Sono stati così tanti o così
lunghi, gli anni in cui ho scritto per il teatro? Quella è stata la scrittura più
laboriosa e scoraggiante tra tutte. E la più santa. Di quale fosse
la parola capace di muovere a vita non i leggeri sguardi del lettore, ma
le pesanti membra dell'attore, ho più discusso che scritto. Pareva
che tra storia e personaggio, parola e danza, testo e azione, un'esclusione
inconciliabile sorgesse dovunque si mettevano le mani. Solo negli ultimi
anni, con eccellenti registi, queste guerre minori finalmente parevano
sciogliersi al sole sorridente e spicciativo della bellezza, che sempre
ci accompagni.
TEATRO SETTIMO, laboratorio teatrale,
Montalcino, luglio 1989
Nel lontano '89, a Montalcino, Gabriele Vacis
guidava un laboratorio teatrale memorabile, che defluiva dallo spettacolo
"Nel tempo fra le guerre" verso la promessa (o l'utopia) di un altro
e successivo atto teatrale. Ho partecipato come drammaturgo a quel processo,
che nella mia esperienza rimane ineguagliato. Molte scritture son rimaste
nella rete, quando alla fine l'ho tirata in barca. Qui le riporto tutte,
testi, testimonianze e documenti, utili a ogni processo creativo collettivo
che si ponga come scopo la massima - e insieme l'unica degna alchimia:
distillare la vita in senso, e raccontare.

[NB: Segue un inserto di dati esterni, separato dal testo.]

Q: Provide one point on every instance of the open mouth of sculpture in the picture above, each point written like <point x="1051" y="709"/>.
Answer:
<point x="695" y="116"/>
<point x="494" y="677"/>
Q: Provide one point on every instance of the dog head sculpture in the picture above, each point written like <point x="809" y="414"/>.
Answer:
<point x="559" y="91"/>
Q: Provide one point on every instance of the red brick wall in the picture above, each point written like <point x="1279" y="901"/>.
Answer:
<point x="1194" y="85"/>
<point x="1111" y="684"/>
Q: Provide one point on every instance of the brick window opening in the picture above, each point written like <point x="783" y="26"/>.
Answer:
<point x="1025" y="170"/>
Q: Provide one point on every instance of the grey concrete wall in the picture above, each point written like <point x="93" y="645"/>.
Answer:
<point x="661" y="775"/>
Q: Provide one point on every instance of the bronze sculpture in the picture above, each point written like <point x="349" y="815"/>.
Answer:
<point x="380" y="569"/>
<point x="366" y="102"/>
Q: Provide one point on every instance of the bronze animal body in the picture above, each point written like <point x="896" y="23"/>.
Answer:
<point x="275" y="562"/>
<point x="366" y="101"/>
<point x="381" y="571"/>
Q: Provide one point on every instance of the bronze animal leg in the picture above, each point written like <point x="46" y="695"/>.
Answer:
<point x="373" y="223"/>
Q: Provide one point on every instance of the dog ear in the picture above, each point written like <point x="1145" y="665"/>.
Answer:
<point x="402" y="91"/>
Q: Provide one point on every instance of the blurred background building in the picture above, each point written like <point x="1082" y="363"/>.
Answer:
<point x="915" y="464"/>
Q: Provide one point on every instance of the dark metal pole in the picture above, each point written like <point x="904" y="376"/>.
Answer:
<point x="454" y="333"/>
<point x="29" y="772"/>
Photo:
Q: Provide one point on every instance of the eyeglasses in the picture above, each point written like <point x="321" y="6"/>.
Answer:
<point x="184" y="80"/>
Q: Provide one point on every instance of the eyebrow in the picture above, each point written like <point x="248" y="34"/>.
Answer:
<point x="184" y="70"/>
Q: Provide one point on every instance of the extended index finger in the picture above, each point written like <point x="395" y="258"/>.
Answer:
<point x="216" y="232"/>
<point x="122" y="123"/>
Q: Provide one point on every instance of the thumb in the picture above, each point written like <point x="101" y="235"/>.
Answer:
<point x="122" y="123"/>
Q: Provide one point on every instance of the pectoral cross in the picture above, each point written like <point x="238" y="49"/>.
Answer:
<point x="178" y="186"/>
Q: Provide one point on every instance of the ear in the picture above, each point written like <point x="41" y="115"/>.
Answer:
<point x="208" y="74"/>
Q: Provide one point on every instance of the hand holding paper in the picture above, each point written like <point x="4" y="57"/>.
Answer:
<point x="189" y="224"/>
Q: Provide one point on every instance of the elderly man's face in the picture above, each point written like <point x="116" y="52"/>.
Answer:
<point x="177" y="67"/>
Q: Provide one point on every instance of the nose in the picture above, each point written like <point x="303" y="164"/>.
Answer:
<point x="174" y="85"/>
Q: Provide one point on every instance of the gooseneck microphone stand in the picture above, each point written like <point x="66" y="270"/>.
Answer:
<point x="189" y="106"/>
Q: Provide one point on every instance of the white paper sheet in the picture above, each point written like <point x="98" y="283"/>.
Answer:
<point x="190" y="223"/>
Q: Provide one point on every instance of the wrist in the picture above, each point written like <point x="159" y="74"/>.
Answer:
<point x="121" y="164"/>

La prima scrittura mi fu assegnata come compito
da Gabriele Vacis: il diario puntuale di ogni giornata, coi diversi lavori
degli attori, del "gabinetto drammaturgico", dei registi e degli
ospiti, senza tralasciare i pasti, il riposo e la pioggia. Un umile esercizio
dello scrivere e descrivere, che ogni sera veniva riversato nella "macchina"
del processo creativo in corso mediante una lettura collettiva. Era un
testo drammaturgico a sua volta.
Le mie vere scritture drammatiche, in questo
lavoro, son state poche, e veramente buone una sola, e breve: il
Monologo di Gaia. Perché brulicava
la scrittura d'autore sul campo, scrittura fresca addosso ai personaggi,
scrittura di servizio, avara di risultati degni di pagina, spavaldamente
indifferente al rigore delle fonti: testi drammatici scritti sulla traccia,
sull'ombra, o in certi casi sulla falsariga di testi letterari (libri editi)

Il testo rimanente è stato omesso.